The overall fuel consumption and the associated carbon dioxide emission of mobile machinery, including construction machines, agricultural machines, forestry machinery and municipal utility vehicles is comparable to that of passenger cars, even though the latter outnumber the former. This is due to the process-related very high engine power and the partly very poor efficiency of integrated hydraulic drive systems.

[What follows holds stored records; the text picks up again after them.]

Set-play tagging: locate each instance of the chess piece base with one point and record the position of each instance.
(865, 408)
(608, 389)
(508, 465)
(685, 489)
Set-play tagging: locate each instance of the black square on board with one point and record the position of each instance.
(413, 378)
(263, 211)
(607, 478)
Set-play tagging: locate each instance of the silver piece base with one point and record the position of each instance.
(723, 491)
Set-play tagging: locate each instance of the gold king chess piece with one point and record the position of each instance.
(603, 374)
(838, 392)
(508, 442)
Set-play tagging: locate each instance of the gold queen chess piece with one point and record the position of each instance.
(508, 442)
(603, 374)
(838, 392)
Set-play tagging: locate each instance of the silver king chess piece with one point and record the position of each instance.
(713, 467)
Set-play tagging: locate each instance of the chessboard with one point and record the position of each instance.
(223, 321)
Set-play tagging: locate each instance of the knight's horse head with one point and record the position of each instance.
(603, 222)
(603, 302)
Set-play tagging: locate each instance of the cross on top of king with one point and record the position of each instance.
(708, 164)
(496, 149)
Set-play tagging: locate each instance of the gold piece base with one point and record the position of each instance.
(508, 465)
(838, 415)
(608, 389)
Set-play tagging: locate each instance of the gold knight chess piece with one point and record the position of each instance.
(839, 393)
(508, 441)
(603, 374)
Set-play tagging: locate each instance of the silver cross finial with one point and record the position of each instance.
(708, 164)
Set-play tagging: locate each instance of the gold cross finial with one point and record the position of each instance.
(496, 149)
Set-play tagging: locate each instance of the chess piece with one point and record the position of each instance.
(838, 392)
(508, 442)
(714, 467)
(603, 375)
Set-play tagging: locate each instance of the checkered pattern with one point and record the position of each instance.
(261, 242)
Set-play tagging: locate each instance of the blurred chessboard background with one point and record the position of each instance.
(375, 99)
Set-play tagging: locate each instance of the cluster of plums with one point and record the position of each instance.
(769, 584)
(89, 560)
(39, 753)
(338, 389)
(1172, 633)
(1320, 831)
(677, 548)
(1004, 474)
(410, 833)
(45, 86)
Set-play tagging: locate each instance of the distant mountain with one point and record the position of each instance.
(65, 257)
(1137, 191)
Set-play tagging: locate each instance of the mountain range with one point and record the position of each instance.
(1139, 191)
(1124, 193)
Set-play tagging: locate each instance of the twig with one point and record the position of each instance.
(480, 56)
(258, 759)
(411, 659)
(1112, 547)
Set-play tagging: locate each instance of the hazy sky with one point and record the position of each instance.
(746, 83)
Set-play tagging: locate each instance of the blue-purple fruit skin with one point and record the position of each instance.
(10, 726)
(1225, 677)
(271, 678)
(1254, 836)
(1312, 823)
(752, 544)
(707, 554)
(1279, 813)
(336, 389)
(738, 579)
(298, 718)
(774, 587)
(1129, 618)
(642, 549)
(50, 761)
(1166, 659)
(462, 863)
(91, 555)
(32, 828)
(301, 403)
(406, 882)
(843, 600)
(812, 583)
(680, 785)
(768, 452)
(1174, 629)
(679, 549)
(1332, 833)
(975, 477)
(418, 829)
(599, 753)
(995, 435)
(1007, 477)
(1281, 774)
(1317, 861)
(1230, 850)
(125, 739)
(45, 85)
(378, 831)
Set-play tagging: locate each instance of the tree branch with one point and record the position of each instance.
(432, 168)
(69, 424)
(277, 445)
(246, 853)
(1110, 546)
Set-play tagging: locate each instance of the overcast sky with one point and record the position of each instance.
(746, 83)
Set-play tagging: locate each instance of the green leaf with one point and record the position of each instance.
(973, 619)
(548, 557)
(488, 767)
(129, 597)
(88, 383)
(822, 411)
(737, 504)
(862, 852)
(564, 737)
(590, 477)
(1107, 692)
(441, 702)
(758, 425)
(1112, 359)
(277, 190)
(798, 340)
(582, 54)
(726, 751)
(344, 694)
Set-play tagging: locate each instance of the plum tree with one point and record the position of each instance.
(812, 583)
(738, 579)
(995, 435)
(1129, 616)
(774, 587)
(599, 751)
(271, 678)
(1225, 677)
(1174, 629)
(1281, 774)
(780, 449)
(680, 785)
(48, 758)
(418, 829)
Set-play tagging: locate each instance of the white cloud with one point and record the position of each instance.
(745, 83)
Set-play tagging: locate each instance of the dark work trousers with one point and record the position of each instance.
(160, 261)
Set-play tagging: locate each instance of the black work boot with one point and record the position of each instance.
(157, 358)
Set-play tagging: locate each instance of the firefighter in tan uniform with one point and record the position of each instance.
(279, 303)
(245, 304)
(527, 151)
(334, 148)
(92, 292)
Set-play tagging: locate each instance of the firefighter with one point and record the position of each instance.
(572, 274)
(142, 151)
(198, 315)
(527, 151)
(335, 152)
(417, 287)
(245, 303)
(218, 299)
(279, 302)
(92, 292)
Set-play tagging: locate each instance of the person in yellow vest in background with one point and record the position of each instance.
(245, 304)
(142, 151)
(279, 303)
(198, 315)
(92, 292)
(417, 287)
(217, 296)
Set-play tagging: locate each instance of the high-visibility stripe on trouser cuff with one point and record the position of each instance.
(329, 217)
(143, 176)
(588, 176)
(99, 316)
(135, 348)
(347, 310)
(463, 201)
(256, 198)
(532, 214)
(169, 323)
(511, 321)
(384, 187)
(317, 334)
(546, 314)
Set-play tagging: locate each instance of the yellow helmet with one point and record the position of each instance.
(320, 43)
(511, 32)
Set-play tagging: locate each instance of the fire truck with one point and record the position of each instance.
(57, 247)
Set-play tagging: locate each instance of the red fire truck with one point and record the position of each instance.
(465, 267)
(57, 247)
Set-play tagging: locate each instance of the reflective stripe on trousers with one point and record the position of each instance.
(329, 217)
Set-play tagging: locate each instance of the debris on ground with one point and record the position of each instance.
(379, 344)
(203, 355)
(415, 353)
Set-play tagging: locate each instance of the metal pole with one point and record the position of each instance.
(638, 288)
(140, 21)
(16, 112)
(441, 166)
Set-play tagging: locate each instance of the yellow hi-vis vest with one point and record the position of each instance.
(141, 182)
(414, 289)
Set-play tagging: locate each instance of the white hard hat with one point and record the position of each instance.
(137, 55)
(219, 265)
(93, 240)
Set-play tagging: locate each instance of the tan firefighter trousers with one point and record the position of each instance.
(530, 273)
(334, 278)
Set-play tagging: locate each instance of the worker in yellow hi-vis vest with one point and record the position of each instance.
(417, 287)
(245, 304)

At the moment, the optimization of the efficiency of hydraulic drive systems is achieved by using real prototypes. However, this method is time consuming as well as expensive. In addition to that, it requires the inclusion of all components as well as an elaborate test environment in advance. In a test rig, it is hardly possible to reproduce the complex properties of actual machines. At the same time, we are dealing with increasing complexity due to the growing influence of electronics. The requirements are even higher if the test has to consider an interaction with an operator. As a consequence, the development of virtual prototypes increasingly replaces experiments on actual machines via model-supported analyses. For example, the Bosch-Rexroth company computerized the development of new hydraulic components for work machines. However, solving the emerging optimization problems involves numerous simulations and the associated processing load is so extensive, it exceeds the capacities of standard computers.


A quantitative disadvantage common to all recent approaches, is the computational cost conditioned by the high number of equations. The computational cost for lumped element Multi Body Systems amounts to several hours, for mesh based FEM approaches it can add up to days. So far, there is no parallelization concept with promising potential for optimization of the computational efficiency.


On top of that, in order to achieve an optimized calculation of the operational performance of working machinery (total machine management) it is crucial to factor in the so far unknown load cases and driving situation. Consequently, the computational costs increase enormously. The current technology does not measure up to the demands of corresponding simulations essential to the development cycle. Nonetheless, if we succeeded in optimizing whole machine systems with regard to their drive technology down to each single component and its functionality within the process, the above-mentioned challenges could be managed, e.g. a significant enhancement of energy efficiency. To achieve that, we would have to be able to obtain information from virtual test facilities comparable to those derived from real test rigs.


This puts high requirements on machine simulations with respect to the size and complexity of models, the level of detail of multi-physical sub models as well as the calculation stability and speed.